What I am loooking for, us a way to make sure these groups of 1s, are limited to two documents in a row, like so:

[1, 1, 2, 3, 4, 5, 6, 7, 8, 9, 10, 11, 1, 1, 12, ...]

Notice that 1, 1, ..., 1, 1, ... happens here, meaning that the rows of identical user ids have been cut down to two, instead of removing them all together, which would result in something like:

[1, 1, 2, 3, 4, 5, 6, 7, 8, 9, 10, 11, 12, ...]


I also want this to work if the request is paginated (Multiple queries).

So imagine that I request the first two pages, with a size of 5, then I would like to get:

Page1: [1, 1, 2, 3, 4]

Page2: [5, 6, 7, 8, 9]

Instead of:

Page1: [1, 1, 2, 3, 4]

Page2: [1, 1, 1, 1, 1]


I hope that I have described the issue well enough for someone to understand. If not, then please let me know so I can try explaining it another way.

Hi Søren,
Field collapsing sounds like the closest thing to what you need.

1 Like

Thank you for the answer Mark.

I have looked into this, and it does seem like this is what I need.
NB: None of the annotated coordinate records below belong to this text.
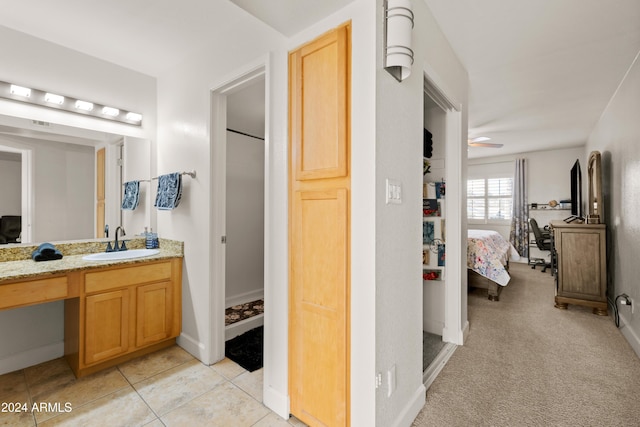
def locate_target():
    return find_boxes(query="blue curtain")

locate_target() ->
[509,159,529,258]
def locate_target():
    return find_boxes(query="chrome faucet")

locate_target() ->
[113,225,127,252]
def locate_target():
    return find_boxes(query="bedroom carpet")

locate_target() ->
[413,263,640,427]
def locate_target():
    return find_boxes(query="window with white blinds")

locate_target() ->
[467,177,513,224]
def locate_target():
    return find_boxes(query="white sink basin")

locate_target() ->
[82,249,160,261]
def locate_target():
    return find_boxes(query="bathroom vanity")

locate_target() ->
[0,241,183,377]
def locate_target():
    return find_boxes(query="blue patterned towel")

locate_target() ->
[154,172,182,211]
[122,181,140,211]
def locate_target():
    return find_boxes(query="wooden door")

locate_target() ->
[84,289,130,365]
[136,282,173,347]
[96,148,105,238]
[289,23,351,426]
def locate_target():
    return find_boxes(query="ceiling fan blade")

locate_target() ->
[468,142,504,148]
However, I am confused as to how I can paginate on this. If I set a size, that's just the top results, but the inner_hits can have several results. So if I set an outer size of 10, there could really be up to 20 hits, as each top hit will have 1-2 inner hits.

This would result in a weird response, when the client has requested 10, but get 20.
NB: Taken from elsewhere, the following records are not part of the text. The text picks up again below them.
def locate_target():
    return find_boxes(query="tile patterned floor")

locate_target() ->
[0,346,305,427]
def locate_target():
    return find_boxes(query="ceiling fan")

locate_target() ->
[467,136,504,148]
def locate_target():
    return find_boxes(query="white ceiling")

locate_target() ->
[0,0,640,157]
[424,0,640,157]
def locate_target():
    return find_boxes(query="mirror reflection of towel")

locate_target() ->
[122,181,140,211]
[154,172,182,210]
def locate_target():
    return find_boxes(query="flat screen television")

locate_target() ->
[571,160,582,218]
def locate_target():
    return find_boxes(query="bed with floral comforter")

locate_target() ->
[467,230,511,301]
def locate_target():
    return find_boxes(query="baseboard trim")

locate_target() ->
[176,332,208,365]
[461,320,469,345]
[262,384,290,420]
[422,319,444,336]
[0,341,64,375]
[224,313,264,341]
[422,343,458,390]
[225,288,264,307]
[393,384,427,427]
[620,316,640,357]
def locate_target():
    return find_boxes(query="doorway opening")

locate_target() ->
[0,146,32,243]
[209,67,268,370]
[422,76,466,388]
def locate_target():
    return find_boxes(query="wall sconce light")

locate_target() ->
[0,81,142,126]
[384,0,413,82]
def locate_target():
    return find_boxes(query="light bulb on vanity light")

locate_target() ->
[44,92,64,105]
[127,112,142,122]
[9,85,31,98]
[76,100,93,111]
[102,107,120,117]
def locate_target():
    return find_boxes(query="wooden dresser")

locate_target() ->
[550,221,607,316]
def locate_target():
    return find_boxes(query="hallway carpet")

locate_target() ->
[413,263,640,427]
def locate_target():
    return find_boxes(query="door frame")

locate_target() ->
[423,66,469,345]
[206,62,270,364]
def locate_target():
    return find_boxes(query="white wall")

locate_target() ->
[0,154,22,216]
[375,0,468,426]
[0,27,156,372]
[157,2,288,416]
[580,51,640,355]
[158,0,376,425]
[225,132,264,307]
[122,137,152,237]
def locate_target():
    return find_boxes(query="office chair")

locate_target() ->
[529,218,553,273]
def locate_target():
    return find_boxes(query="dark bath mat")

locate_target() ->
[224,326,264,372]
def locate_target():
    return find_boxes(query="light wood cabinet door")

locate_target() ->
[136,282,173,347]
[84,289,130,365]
Is there a common way around this that I am missing?

Just trying to understand the usecase. Are you using aggregations?
Or just a plain query to match and retrieve the documents?
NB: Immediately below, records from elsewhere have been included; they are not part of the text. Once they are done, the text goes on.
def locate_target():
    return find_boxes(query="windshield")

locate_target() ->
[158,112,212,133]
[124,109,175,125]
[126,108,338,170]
Can your problem be described as Latest 2 documents per user_id
But then user_id won't appear again in the response if you use terms aggregation unless you use another sub-aggregation/field to group-by

1 Like

Hi @wiouser - You understand my problem. I want the latest two documents, based on user_id and never see it again on any other pages. I do not use any aggregation, just a plain query.

Then you have two options.
If you want a limited number of user_ids, you can use terms aggregation along with top_hits as sub-aggregation.
If you want to paginate results use composite aggregation along with top_hits as sub-aggregation. I have given the terms and top_hits aggregation example below.

GET myindex/_search
{
  "size": 0,
  "aggs": {
    "user_list": {
      "terms": {
        "field": "user_id",
        "size": 10
      },
      "aggs": {
        "topdocuments": {
          "top_hits": {
            "size": 2,
            "sort": [{"time": {"order": "desc"}}]
          }
        }
      }
    }
  }
}

I have sorted using time field to return the latest two documents.
Take a look at top_hits aggregation for more options.
https://www.elastic.co/guide/en/elasticsearch/reference/current/search-aggregations-metrics-top-hits-aggregation.html

1 Like

@wiouser Thank you for the answer. I tried it and it does indeed work, but as with the solution that @Mark_Harwood suggested, here, I also end up with 10 groups with 1-2 items per user.

So what confuses me is if I want to paginate on this result, the client will request ?page=1&limit=10, but in the aggregated result set, I have 10-20 items, so I would have to discard some of it, to fulfill the promise of limit=10

I might be missing some basic ES knowledge here

Discarding results might not be the end of the world. We often discard matches behind the scenes when pulling the top N of something from a distributed set of data stores.

For my case I cannot discard it. We're building a feed with users latest two posts. A user can upload multiple posts in a row, but we do not want the feed flooded by the same user, if they upload 10+ posts in one go, so we want to make sure it's only the last two.

So for every page, I would have to decide on a few things that would now get shown. It would be random if I just start picking things out on each request, to make sure there are only 10 per page.

Not sure what my options are here and if ES can help me, out of the box.

Try terms value source in composite aggregation instead of terms aggregation. You have to send after_key for every subsequent request.
It also support size and order and you can have top_hits as sub aggregation fior composite as in the previous example.

https://www.elastic.co/guide/en/elasticsearch/reference/current/search-aggregations-bucket-composite-aggregation.html

This topic was automatically closed 28 days after the last reply. New replies are no longer allowed.